This resin-impregnated heartwood becomes hard and rot-resistant. The joints where limbs intersect the trunk, can also be harvested. Most resinous pines can produce fatwood.
Fatwood is scar tissue of a damaged or injured pine tree, according to Forestry Forum. A lightning strike will scar a tree sometimes top to bottom without necessarily killing the tree. The result scar of burnt bark will “scar” over with resin. Once hardened, the wood and bark around the area becomes rich with the flammable hardened resin. Again, resin will harden forming “scar” tissue rich in fatwood. Hard yellowish resin can be found around the wound area. This can then be scraped off and used as a fire starter
So if you’re in a forest with pines, you should be able to find pitchwood. Here’s where to look:
Find a dead branch on a living tree: This is usually the easiest place to find pitchwood.

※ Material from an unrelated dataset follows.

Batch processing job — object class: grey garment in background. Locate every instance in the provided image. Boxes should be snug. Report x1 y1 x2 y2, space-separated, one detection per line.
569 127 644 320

Saw the branch off even with the trunk, then saw off a three-inch chunk. That will probably be pitchwood, and you can split it into tiny pieces to help get the fire lit.
Stumps: A retired forester friend of mine told me to look for old stumps that were about waist high. That indicates the tree was cut in about the 1930s with a hand crosscut saw. In other parts of the country, just keep an eye out for old pine stumps. If they haven’t rotted, there is a chance there may be some pitchwood in the middle.
Pine knots: These are the preserved branch parts of an otherwise rotted tree. Because they are impregnated with resin, they last a long, long time, and you may be able to pick them up off the forest floor.